Clinical Guideline Highlights for the Hospitalist: The Use of Intravenous Fluids in the Hospitalized Adult
GUIDELINE TITLE: Intravenous Fluid Therapy in Adults in Hospital
RELEASE DATE: December, 2013
PRIOR VERSION: Not Applicable
DEVELOPER: Multidisciplinary Guideline Development Group within the United Kingdom’s National Clinical Guideline Centre
FUNDING SOURCE: National Institute for Health and Care Excellence
TARGET POPULATION: Hospitalized adult patients
© 2019 Society of Hospital Medicine
Recommendation 4
In both noncritically ill and critically ill hospitalized patients, there is a benefit to using balanced crystalloids compared to isotonic saline in preventing major adverse kidney events and death.5,6
Two important studies in 2018 added new information to the existing NICE guidelines, addressing the previously unanswered question of the benefits of balanced crystalloids versus isotonic saline, one among non-critically ill patients and the other among critically ill patients.5,6 Prior data suggested that the use of isotonic saline is associated with multiple complications, including hyperchloremic metabolic acidosis, acute kidney injury, and death. In the non-critically ill population, the use of balanced crystalloids resulted in lower incidence of major adverse kidney events (absolute difference of 0.9%), but did not change the number of hospital days (the primary outcome).5 In the critically ill population the use of balanced crystalloids resulted in lower rates of death, new renal replacement therapy, or persistent renal dysfunction,6 and the authors found preferential use of balanced crystalloids could prevent one out of every 94 patients admitted to the ICU from experiencing these adverse outcomes. Given the similar cost associated with isotonic saline and balanced crystalloids, these new findings suggest hospitalists should select balanced crystalloids if there is no compelling clinical reason to use isotonic saline.
CRITIQUE
While conflicts of interest are often a concern in clinical guidelines due to influence by pharmaceutical, device, and specialty interests, the United Kingdom’s National Clinical Guideline Centre (NGC), which developed the NICE guidelines, is hosted by the Royal College of Physicians and has governance partnerships with the Royal College of Surgeons of England, Royal College of General Practitioners, and Royal College of Nursing. Each guideline produced by the NGC is overseen by an independent guideline committee comprised of healthcare professionals and patient representatives, and as a result, concern for conflicts of interest is low.

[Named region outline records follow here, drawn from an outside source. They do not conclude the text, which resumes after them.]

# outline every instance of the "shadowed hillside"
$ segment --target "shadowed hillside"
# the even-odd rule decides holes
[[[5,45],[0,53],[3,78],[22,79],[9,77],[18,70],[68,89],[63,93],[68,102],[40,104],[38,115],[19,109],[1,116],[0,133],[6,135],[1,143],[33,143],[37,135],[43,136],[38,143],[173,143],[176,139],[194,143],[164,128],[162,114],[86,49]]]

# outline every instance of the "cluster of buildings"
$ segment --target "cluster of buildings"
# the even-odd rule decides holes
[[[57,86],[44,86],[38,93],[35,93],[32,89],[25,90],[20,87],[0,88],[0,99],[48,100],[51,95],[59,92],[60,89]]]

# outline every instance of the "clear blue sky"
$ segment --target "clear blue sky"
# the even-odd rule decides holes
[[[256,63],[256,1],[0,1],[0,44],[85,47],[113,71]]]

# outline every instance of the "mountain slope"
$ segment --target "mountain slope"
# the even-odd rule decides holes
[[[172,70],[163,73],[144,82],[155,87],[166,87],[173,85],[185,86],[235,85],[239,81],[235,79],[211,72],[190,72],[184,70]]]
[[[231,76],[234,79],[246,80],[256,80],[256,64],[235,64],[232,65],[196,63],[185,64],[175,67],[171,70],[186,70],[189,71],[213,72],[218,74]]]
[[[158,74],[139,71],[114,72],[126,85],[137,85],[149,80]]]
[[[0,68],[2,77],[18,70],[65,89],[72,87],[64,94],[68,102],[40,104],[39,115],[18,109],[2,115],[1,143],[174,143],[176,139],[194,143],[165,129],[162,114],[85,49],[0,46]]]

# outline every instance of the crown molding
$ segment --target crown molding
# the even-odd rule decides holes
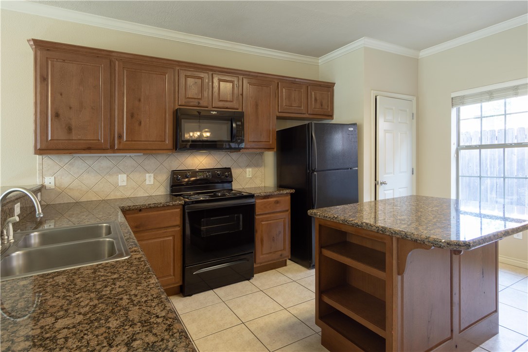
[[[187,43],[215,49],[230,50],[245,54],[257,55],[273,59],[279,59],[311,65],[318,65],[319,59],[313,56],[292,54],[278,50],[213,39],[208,37],[189,34],[181,32],[165,30],[152,26],[133,23],[120,20],[87,14],[78,11],[50,6],[27,1],[0,1],[2,9],[23,12],[56,20],[88,24],[102,28],[142,34],[168,40]]]
[[[504,31],[526,24],[526,23],[528,23],[528,15],[522,15],[483,30],[474,32],[472,33],[463,35],[456,39],[439,44],[438,45],[435,45],[427,49],[424,49],[420,52],[419,59],[421,59],[422,58],[425,58],[433,54],[437,54],[441,51],[444,51],[445,50],[467,44],[489,35],[493,35],[493,34],[496,34]]]

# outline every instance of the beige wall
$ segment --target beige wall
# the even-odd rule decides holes
[[[456,172],[451,167],[451,93],[526,78],[527,53],[524,25],[419,60],[418,194],[450,198],[455,187],[451,180]],[[525,233],[522,240],[501,240],[499,255],[526,265],[527,237]]]
[[[1,140],[3,186],[37,182],[33,154],[33,55],[30,38],[217,66],[317,79],[318,68],[288,60],[177,42],[139,34],[1,12]]]

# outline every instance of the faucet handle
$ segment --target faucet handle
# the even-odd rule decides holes
[[[2,243],[5,243],[13,240],[13,223],[20,220],[18,216],[10,217],[6,221],[5,225],[2,230]]]

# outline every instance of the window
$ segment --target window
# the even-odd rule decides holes
[[[522,207],[528,205],[526,86],[453,97],[461,200],[501,205],[491,207],[526,215]]]

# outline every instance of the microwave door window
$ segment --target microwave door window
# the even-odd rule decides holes
[[[231,120],[203,121],[183,120],[182,138],[185,140],[229,141],[231,125]]]

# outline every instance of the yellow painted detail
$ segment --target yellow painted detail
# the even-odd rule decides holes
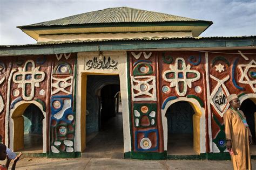
[[[194,103],[188,102],[194,109],[195,114],[193,115],[193,138],[194,150],[200,154],[200,118],[202,113],[200,109]],[[205,128],[205,127],[201,127]]]
[[[193,37],[198,37],[207,26],[138,26],[138,27],[109,27],[79,29],[50,29],[30,31],[23,30],[23,31],[38,40],[39,35],[72,34],[83,33],[104,32],[157,32],[157,31],[191,31]]]

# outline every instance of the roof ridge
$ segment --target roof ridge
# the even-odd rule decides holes
[[[124,9],[118,11],[118,9]],[[117,13],[118,15],[117,15]],[[185,17],[149,11],[127,6],[109,8],[99,10],[76,14],[61,18],[17,26],[68,25],[73,24],[111,23],[150,23],[172,21],[202,21]]]

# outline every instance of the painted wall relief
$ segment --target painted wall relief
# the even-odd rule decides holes
[[[72,155],[75,153],[76,58],[71,54],[56,56],[51,80],[51,151],[53,154]]]
[[[155,54],[151,52],[129,54],[134,151],[160,151]]]
[[[219,54],[208,53],[210,101],[208,104],[210,109],[208,112],[211,114],[213,152],[226,151],[223,116],[229,107],[227,96],[234,93],[239,97],[244,98],[246,96],[250,96],[247,98],[256,97],[256,56],[246,54],[255,53],[255,50],[220,52]]]

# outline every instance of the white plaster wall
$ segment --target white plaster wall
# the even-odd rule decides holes
[[[76,89],[76,122],[80,122],[81,116],[81,75],[82,73],[118,74],[120,78],[120,88],[123,108],[123,125],[124,133],[124,152],[129,152],[131,147],[131,134],[130,131],[130,119],[128,98],[128,82],[127,70],[127,54],[126,52],[102,52],[103,56],[107,58],[110,56],[111,61],[118,62],[117,69],[86,69],[85,65],[89,60],[93,60],[96,56],[99,59],[99,52],[78,53],[77,59],[77,89]],[[76,124],[76,135],[75,139],[75,151],[81,152],[80,138],[84,137],[80,136],[80,123]]]
[[[147,37],[192,37],[191,32],[126,32],[126,33],[101,33],[90,34],[66,34],[61,35],[48,34],[39,36],[38,42],[74,41],[74,40],[100,40],[104,39],[123,39],[124,38],[143,38]]]
[[[218,152],[218,150],[213,150],[213,144],[212,142],[212,119],[211,119],[211,104],[210,104],[210,84],[209,84],[209,66],[208,66],[208,52],[205,53],[205,76],[206,80],[206,94],[207,94],[207,107],[208,111],[208,134],[209,137],[209,146],[210,146],[210,152],[213,151]],[[206,128],[206,127],[205,127]],[[213,146],[213,148],[215,148],[216,147]],[[217,147],[218,148],[218,147]]]
[[[181,97],[179,97],[177,99],[169,101],[165,105],[164,109],[161,110],[162,122],[163,122],[163,129],[164,131],[164,150],[167,151],[167,141],[168,141],[168,124],[167,118],[165,117],[165,114],[168,108],[172,104],[179,102],[179,101],[187,101],[188,102],[192,103],[197,105],[197,107],[200,109],[202,115],[200,118],[200,152],[205,153],[206,151],[206,145],[205,145],[205,109],[201,107],[198,102],[194,98]]]

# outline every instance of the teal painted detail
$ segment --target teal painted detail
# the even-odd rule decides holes
[[[207,153],[207,159],[210,160],[231,160],[228,152],[223,153]]]
[[[195,155],[168,155],[169,160],[203,160],[206,159],[206,154]]]
[[[66,68],[66,73],[62,73],[60,69],[62,67],[65,67]],[[53,71],[52,72],[52,74],[72,74],[72,69],[70,67],[70,65],[66,62],[62,62],[58,63],[57,65],[54,67]]]
[[[74,152],[70,153],[60,152],[58,153],[49,152],[47,154],[47,157],[51,158],[76,158],[76,154]]]
[[[146,22],[146,23],[96,23],[96,24],[72,24],[70,25],[56,26],[17,26],[20,29],[25,29],[26,30],[45,30],[55,29],[79,29],[79,28],[95,28],[95,27],[141,27],[141,26],[207,26],[208,27],[212,24],[212,22],[208,21],[171,21],[163,22]]]
[[[141,68],[143,67],[146,68],[146,71],[144,72],[140,71]],[[153,68],[150,63],[146,62],[138,63],[133,68],[132,73],[134,76],[152,74],[153,73]]]
[[[216,116],[215,116],[214,114],[213,115],[213,118],[216,124],[220,128],[220,131],[216,137],[212,139],[212,141],[216,144],[220,152],[223,153],[224,150],[226,150],[226,134],[224,131],[224,124],[220,124],[216,117]]]
[[[81,152],[75,152],[75,158],[81,158]]]
[[[76,103],[77,103],[77,100],[76,100],[76,90],[77,90],[77,55],[76,55],[76,59],[75,60],[75,64],[74,64],[74,95],[73,95],[73,99],[74,99],[74,107],[73,107],[73,110],[74,110],[74,116],[76,117]],[[75,120],[76,119],[75,118],[74,119]],[[76,126],[75,126],[76,127]]]
[[[26,116],[22,115],[24,119],[24,134],[29,134],[31,130],[31,121]]]
[[[244,95],[245,95],[246,94],[244,93],[242,93],[241,94],[239,94],[238,95],[237,95],[237,96],[238,97],[238,98],[239,98],[240,97],[242,96],[244,96]]]
[[[124,159],[131,159],[131,152],[127,152],[124,153]]]
[[[0,46],[0,55],[55,54],[79,52],[134,50],[152,48],[233,47],[253,46],[256,37],[240,38],[193,38],[159,40],[108,41],[62,44]]]
[[[147,111],[144,113],[142,111],[142,108],[143,107],[146,107],[147,108]],[[139,116],[136,116],[136,111],[137,110],[136,112],[139,113]],[[151,114],[153,114],[153,112],[154,112],[154,116],[151,116]],[[136,128],[148,128],[151,126],[156,126],[156,122],[157,122],[157,103],[133,103],[133,115],[134,115],[134,124],[135,125],[135,127]],[[142,124],[142,118],[143,117],[146,116],[148,119],[149,125],[143,125]],[[138,119],[138,126],[136,126],[136,120]],[[152,119],[154,119],[154,124],[151,123]]]
[[[19,152],[15,152],[18,155]],[[46,157],[47,154],[46,153],[28,153],[22,152],[22,158],[42,158]]]
[[[37,102],[41,104],[42,106],[43,107],[43,110],[45,112],[46,111],[46,106],[45,106],[45,103],[44,103],[44,101],[43,101],[42,100],[37,98],[35,100]]]
[[[196,99],[200,104],[200,105],[203,108],[204,106],[204,102],[203,102],[202,100],[198,96],[197,96],[194,95],[188,95],[187,96],[187,98],[193,98]]]
[[[163,160],[167,159],[167,152],[131,152],[131,158],[144,160]]]
[[[212,66],[215,65],[216,62],[217,62],[218,61],[223,61],[225,63],[226,63],[228,66],[228,67],[230,66],[230,63],[228,62],[228,61],[227,61],[227,60],[225,57],[222,56],[218,56],[214,58],[213,60],[212,60]]]
[[[250,71],[249,75],[252,79],[256,79],[256,72],[253,70]]]
[[[164,62],[167,64],[170,64],[172,62],[173,59],[171,55],[165,56],[166,52],[162,53],[162,59]]]

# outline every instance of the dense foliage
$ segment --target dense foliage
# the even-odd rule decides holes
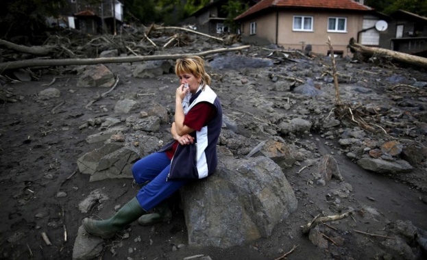
[[[45,28],[45,17],[56,16],[65,0],[2,0],[0,37],[30,36]]]
[[[427,16],[427,1],[426,0],[366,0],[365,4],[387,14],[390,14],[398,10],[403,10]]]
[[[209,0],[126,0],[125,15],[130,21],[174,25],[209,3]]]
[[[86,1],[99,3],[110,0]],[[1,0],[0,38],[37,34],[45,29],[45,18],[58,16],[67,2],[68,0]],[[209,0],[125,0],[125,19],[144,25],[175,25],[209,3]],[[402,9],[427,16],[426,0],[365,0],[365,3],[387,14]],[[225,23],[230,31],[235,31],[236,28],[234,18],[247,8],[238,0],[229,0],[223,5],[221,12],[226,14]]]
[[[228,0],[227,4],[223,6],[223,12],[227,14],[224,23],[228,26],[230,31],[234,32],[239,27],[239,25],[234,22],[234,18],[248,8],[247,3],[243,5],[240,1],[234,0]]]

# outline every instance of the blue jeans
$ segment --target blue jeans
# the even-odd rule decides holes
[[[166,181],[170,168],[171,159],[164,152],[154,153],[136,161],[132,166],[132,174],[136,183],[143,184],[149,181],[136,194],[136,199],[146,211],[189,181],[187,179]]]

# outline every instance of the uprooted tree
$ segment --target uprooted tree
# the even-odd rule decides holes
[[[398,51],[391,51],[387,49],[368,47],[356,42],[354,38],[353,38],[350,39],[348,47],[352,53],[360,53],[365,56],[377,55],[383,57],[388,57],[399,62],[427,68],[427,58]]]

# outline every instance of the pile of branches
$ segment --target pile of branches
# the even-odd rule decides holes
[[[117,49],[119,54],[150,55],[167,47],[194,44],[203,37],[203,41],[213,40],[223,43],[221,38],[211,36],[185,27],[122,27],[117,35],[90,35],[77,30],[58,30],[51,34],[41,46],[27,47],[0,40],[3,48],[2,62],[31,60],[90,59],[97,58],[103,51]],[[230,40],[232,39],[232,40]],[[227,37],[227,43],[239,40],[237,37]],[[1,66],[0,74],[9,69]]]

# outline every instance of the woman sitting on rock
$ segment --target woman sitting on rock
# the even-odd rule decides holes
[[[135,163],[132,174],[143,187],[109,219],[83,220],[88,233],[108,239],[137,219],[143,225],[168,221],[172,214],[166,198],[191,179],[215,172],[222,109],[209,87],[210,77],[198,56],[178,60],[175,72],[181,85],[175,92],[175,122],[171,127],[173,141]],[[189,101],[184,99],[188,91]],[[153,208],[154,213],[143,215]]]

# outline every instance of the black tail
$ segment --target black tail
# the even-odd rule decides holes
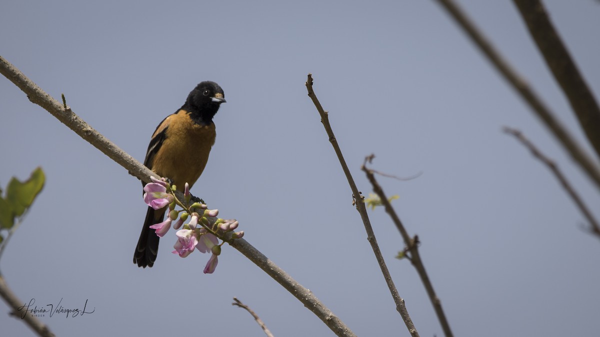
[[[138,267],[152,267],[156,261],[158,254],[158,239],[155,231],[150,226],[163,221],[164,217],[164,209],[155,210],[149,207],[144,220],[144,227],[142,227],[142,233],[137,240],[136,251],[133,253],[133,263]]]

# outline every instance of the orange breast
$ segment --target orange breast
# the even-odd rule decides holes
[[[152,171],[172,179],[177,189],[182,191],[186,182],[190,188],[194,185],[206,166],[215,143],[215,124],[194,123],[182,110],[169,119],[166,139],[154,157]]]

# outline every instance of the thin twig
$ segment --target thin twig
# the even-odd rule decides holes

The NICE guidelines were created by a multidisciplinary team from multiple clinical specialties, and reviewed evidence addressing both clinical and health economic outcomes. Importantly, data from randomized controlled studies was relatively limited. The data excluded patients under 16 years of age, pregnant women, and those with severe liver or renal disease, diabetes or burns, as well as those in intensive care settings. Unfortunately, many medical patients cared for by hospitalists fall into one or more of these categories, limiting applicability of the guidelines.
Two important studies in 2018 added new information to the existing NICE guidelines, as outlined in Recommendation 4.5,6 Both of these studies occurred at a single institution, limiting their generalizability, though each study included a diverse patient population. In the ICU study, treating clinicians were aware of the composition of the assigned crystalloid so the decision to initiate renal-replacement therapy may have been susceptible to treatment bias. In addition, censoring of data collection at hospital discharge may have underestimated the true incidence of death at 30 days and overestimated persistent renal dysfunction at 30 days. Importantly, the trial design did not allow comparison of lactated Ringer’s solution versus Plasma-Lyte. The non-ICU study evaluated patients who began treatment in the emergency department and were subsequently admitted to non-ICU inpatient units—a population that mirrors much of hospitalist practice, however the un-blinded design makes bias a concern. Finally, lactated Ringer’s solution represented more than 95% of the balanced crystalloids used in the trial, so additional study is required to compare Plasma-Lyte with both saline and lactated Ringer’s solution.